L’8 e il 9 luglio si terrà a Varsavia il summit della Nato. Quale approccio dobbiamo avere come Alleanza alle guerre in Libia e Siria? Serve una nuova strategia per il Mediterraneo? Bisogna ripensare il legame con la Russia?
«Il prossimo Vertice Nato sarà un’occasione importante per dare risposte ad alcuni interrogativi. Da un lato le richieste di rafforzamento del dispositivo militare avanzate dagli Alleati baltici e orientali; dall’altro la consapevolezza che la Nato non può evadere, a Sud, le sfide non convenzionali poste dall’instabilità, dai conflitti nel Medio Oriente allargato, nell’area del Mediterraneo, cui si collega in buona misura il terrorismo fondamentalista, emergenza prioritaria nell’agenda internazionale.
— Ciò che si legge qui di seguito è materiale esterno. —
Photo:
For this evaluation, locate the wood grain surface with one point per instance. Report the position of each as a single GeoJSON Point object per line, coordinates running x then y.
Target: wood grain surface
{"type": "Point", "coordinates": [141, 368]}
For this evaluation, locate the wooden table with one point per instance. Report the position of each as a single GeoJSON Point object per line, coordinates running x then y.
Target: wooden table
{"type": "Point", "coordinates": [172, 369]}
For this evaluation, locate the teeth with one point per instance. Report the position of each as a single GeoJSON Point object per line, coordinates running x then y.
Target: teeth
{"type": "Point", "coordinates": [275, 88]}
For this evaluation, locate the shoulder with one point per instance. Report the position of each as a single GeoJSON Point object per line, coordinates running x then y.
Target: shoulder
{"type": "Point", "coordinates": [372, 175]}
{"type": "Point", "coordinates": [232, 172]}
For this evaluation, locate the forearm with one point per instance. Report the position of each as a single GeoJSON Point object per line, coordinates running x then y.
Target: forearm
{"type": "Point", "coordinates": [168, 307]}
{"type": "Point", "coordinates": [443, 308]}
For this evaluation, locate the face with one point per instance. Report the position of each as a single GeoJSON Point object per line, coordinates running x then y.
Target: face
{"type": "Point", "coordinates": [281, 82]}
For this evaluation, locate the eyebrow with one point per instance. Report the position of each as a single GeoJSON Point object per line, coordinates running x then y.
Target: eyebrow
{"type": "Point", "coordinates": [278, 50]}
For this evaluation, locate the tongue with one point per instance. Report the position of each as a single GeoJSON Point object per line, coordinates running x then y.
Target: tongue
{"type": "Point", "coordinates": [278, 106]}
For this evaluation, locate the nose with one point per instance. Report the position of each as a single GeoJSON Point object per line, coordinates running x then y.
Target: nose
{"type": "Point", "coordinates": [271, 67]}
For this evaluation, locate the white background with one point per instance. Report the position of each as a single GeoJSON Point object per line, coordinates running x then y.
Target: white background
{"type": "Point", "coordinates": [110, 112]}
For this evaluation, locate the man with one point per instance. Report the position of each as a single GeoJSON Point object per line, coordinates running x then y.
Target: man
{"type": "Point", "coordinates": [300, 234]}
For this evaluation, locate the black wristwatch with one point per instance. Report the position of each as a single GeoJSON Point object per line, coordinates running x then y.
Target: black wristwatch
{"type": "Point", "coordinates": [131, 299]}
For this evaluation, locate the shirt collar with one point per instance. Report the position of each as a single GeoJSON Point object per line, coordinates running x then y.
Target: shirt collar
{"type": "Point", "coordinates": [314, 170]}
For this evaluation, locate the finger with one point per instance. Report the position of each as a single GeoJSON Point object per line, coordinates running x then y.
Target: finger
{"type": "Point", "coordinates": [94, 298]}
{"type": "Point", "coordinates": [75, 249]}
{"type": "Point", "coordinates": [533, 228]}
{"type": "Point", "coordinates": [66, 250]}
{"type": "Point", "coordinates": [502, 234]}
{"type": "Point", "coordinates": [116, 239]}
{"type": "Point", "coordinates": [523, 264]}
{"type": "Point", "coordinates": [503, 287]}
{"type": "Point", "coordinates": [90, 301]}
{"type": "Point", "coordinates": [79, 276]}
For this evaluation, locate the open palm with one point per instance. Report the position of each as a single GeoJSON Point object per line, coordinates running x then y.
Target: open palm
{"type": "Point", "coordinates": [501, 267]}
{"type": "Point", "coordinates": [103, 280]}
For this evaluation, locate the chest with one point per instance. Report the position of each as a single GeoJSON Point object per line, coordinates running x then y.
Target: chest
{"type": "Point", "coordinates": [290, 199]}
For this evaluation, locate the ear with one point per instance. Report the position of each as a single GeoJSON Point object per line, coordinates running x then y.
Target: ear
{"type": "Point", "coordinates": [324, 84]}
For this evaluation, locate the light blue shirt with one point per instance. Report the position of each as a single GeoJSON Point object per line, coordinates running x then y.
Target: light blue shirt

Il dialogo e l’inclusione sono per l’Italia un’esigenza vitale: in Libia non ci sono prospettive di perfezionamento del quadro giuridico internazionale in uno scenario di stabilizzazione post conflitto senza il coinvolgimento anche della Russia in Consiglio di Sicurezza; e Mosca è altresì divenuta essenziale nella soluzione del conflitto siriano. Il ruolo dell’Iran è altrettanto importante in Siria e Libano, mentre le prospettive di riconciliazione in Afghanistan non possono prescindere da un atteggiamento costruttivo del Pakistan. Le tensioni hanno un costo elevato per tutti: spingono al rialzo le spese militari, riducono le prospettive di crescita, aumentano le incognite sulla sicurezza non solo della regione euro-atlantica, ma anche nel Mediterraneo. Il nostro compito è favorire il dialogo e incoraggiare comportamenti responsabili di tutte le parti in causa. A partire dal conflitto russo-ucraino dove la parola deve passare davvero alla diplomazia. Rassegnarsi all’ennesimo congelamento della situazione appare dissennato. Comprendiamo e condividiamo le ragioni di preoccupazione di tanti nostri alleati ma ci chiediamo: siamo davvero convinti che caricare di ulteriori tensioni il confronto contribuisca alla sua soluzione? Il rafforzamento delle misure militari di rassicurazione per i nostri alleati dell’Europa orientale deve accompagnarsi al dialogo politico al massimo livello: per evitare ogni ulteriore escalation con la Federazione Russa riteniamo sia indispensabile mantenere aperto ogni canale di comunicazione - a partire dal Consiglio Nato-Russia - e ribadire, anche nella comunicazione pubblica, la natura strettamente difensiva dei dispositivi militari dell’Alleanza».